Every now and again, one of these scary looking birds changes branches, which is what first attracted my attention.  Their wingspan is so wide they have to fly out of the tree and back in again just to move up a notch.   A loud rattle reaches across the quiet of the marsh with each re-entry.   In roosting position, and from this distance,  their wingtips and featherless white legs against black bodies and pale sky are their most noticeable features.

Now I see their heads are plain gray---not as shockingly ugly as the turkey vultures in Patricia Lichen's recent post, but ugly enough.  That's not a fair introduction to Ms. Lichen's great blog, though.  It's well worth your time for the environmental information, for Monday's nature quote, and for a chance to engage your mind and hand at creating your own haiku every Friday.

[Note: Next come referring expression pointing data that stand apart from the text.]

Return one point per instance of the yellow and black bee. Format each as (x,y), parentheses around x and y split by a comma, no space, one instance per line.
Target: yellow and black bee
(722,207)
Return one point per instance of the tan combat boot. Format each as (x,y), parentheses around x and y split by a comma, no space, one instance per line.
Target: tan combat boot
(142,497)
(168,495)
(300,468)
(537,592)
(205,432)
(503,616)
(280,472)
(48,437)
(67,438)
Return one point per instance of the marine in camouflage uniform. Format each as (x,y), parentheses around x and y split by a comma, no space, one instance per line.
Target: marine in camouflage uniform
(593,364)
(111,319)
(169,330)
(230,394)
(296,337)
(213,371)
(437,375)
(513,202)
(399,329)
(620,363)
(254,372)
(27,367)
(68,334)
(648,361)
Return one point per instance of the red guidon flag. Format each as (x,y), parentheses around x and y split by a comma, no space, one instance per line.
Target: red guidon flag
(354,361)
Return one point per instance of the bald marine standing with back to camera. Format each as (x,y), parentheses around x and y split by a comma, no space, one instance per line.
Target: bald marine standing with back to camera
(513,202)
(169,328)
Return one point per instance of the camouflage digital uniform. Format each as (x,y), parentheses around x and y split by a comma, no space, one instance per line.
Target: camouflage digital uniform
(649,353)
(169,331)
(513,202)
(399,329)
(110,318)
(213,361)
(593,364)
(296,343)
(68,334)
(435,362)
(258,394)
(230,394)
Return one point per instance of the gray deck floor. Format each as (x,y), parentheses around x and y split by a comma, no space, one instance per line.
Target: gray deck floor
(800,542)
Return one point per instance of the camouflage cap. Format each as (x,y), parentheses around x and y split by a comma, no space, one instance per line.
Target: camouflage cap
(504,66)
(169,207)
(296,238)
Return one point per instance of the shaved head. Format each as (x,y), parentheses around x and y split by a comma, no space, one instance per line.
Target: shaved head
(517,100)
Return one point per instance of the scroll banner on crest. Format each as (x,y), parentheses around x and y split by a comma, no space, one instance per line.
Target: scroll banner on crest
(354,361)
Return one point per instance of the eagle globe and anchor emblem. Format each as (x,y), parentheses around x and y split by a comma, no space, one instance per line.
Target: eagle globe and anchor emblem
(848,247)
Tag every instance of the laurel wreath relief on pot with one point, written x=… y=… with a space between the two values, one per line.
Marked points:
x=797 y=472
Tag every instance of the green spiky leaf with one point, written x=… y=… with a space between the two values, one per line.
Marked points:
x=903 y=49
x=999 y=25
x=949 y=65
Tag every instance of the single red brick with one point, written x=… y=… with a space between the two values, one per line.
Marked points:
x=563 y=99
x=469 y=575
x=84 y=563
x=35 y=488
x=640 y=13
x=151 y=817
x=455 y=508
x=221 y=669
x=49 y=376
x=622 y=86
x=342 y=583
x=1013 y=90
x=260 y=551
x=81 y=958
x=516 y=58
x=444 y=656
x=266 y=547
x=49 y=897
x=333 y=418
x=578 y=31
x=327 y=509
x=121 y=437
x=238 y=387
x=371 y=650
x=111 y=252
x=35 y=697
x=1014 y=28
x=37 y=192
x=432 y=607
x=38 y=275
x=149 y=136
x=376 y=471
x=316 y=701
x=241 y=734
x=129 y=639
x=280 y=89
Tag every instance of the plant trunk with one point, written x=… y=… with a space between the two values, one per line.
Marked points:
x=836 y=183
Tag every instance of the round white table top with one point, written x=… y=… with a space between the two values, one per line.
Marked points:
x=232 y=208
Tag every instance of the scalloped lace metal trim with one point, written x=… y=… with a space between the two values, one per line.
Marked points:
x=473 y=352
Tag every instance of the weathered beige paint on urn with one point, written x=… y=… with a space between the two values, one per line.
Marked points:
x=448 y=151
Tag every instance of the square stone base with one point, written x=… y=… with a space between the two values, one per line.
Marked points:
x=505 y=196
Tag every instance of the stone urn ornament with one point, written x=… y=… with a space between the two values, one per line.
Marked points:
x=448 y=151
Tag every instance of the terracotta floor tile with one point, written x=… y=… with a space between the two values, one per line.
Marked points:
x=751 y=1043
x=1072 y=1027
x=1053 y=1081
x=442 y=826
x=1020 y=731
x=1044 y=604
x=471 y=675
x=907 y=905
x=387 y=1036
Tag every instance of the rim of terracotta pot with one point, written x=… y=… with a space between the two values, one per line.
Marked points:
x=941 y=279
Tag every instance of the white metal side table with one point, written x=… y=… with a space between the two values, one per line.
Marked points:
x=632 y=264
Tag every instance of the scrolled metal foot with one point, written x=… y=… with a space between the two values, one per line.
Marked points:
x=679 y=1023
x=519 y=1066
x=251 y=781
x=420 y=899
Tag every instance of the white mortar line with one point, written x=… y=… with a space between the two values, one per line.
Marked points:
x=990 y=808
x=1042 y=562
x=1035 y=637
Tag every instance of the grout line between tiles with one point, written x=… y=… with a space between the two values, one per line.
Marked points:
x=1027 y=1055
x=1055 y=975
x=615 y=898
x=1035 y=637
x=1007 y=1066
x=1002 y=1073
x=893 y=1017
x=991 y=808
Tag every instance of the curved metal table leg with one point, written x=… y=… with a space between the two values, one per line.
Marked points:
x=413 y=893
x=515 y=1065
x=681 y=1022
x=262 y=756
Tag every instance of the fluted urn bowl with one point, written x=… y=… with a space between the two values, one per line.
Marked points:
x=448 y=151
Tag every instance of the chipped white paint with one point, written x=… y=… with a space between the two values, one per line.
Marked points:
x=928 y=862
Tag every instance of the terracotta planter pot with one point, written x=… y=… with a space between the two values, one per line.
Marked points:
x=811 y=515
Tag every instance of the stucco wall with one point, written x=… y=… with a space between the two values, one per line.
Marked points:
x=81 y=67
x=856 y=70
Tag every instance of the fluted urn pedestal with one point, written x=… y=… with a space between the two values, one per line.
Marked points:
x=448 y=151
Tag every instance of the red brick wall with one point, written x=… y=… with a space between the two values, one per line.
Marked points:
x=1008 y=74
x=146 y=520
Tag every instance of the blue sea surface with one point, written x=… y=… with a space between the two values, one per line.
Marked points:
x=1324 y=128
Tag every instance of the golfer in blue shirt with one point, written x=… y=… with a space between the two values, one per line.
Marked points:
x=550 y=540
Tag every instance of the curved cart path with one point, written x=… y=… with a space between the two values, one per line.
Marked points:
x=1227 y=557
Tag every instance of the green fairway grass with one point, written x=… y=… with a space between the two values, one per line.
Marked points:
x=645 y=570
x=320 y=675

My six buzzards are actually American Black Vultures, the ID books tell me.   They have a funny way of squatting on their roosting boughs with their heads buried in their breast or wing feathers, a stance that makes them appear headless.   I wonder if their heads get cold without feathers.

Something in the marsh grass has attracted the lot of them.  Occasionally one or the other rattles down and disappears in the grass for some seconds.  Dead breakfast?  Perhaps it's no less revolting than our bacon.  dkm


Anonymous said...

Hi Deb, I'm enjoying reading all your posts, you've been busy :) Beautiful family you have.

Aw I love ugly vultures, so fascinating and creepy. I think my turkeys are quite handsome compared to them.

The last photo in the 'morning coffee' post is stunning. What a wonderful place to stay. My neighbours' chaff business is called Savannah Chaff.

Cotton is our sewing thread. Though nowadays polyester thread is used more (I still call it cotton). A couple of Xmas's ago I did a sewing project swap with a southern american lady through a quilting site and she sent me a fairy she'd made from your cotton plant - the fluffy cotton and its casing. It was fascinating to see where cotton actually came from. I don't know how it got through customs, obviously they didn't see it as I would imagine it was highly illegal. haha eek!

Keep up with all this wonderful blogging. It's great :))))

Patricia Lichen said...

Black vultures? How interesting--I've never seen one. I agree with you--they're not as shockingly ugly as the turkey vultures here in the Pacific Northwest!

Thanks for the shout out--I appreciate it!

Jane Robertson said...

Lovely descriptions of the early morning on the marshes. Vultures are a bit of a change from Bluebirds!!!!

dkm said...

Niki---so happy to hear from you---your blog has not popped up in my reminder window in quite a while---hope you're enjoying your time off. Sorry to hear, via Jane, of more quaking in your world!

Here's hoping you and Jane and your families were all out of harm's way.

Ha ha re: bluebird/vulture comment :-)

Nicole said...

This always reminds me of the times when my husband thought our European Buzzards were Vultures (or rather look like them, since they do eat dead prey).
I love the way you describe their behaviour. I could really see them in the tree in my minds eye :)

bibi said...

I have seen vultures in the pose you describe, with their heads sunken into their chests, perched on a deserted shack that is covered in kudzu near our house at the lake. very creepy.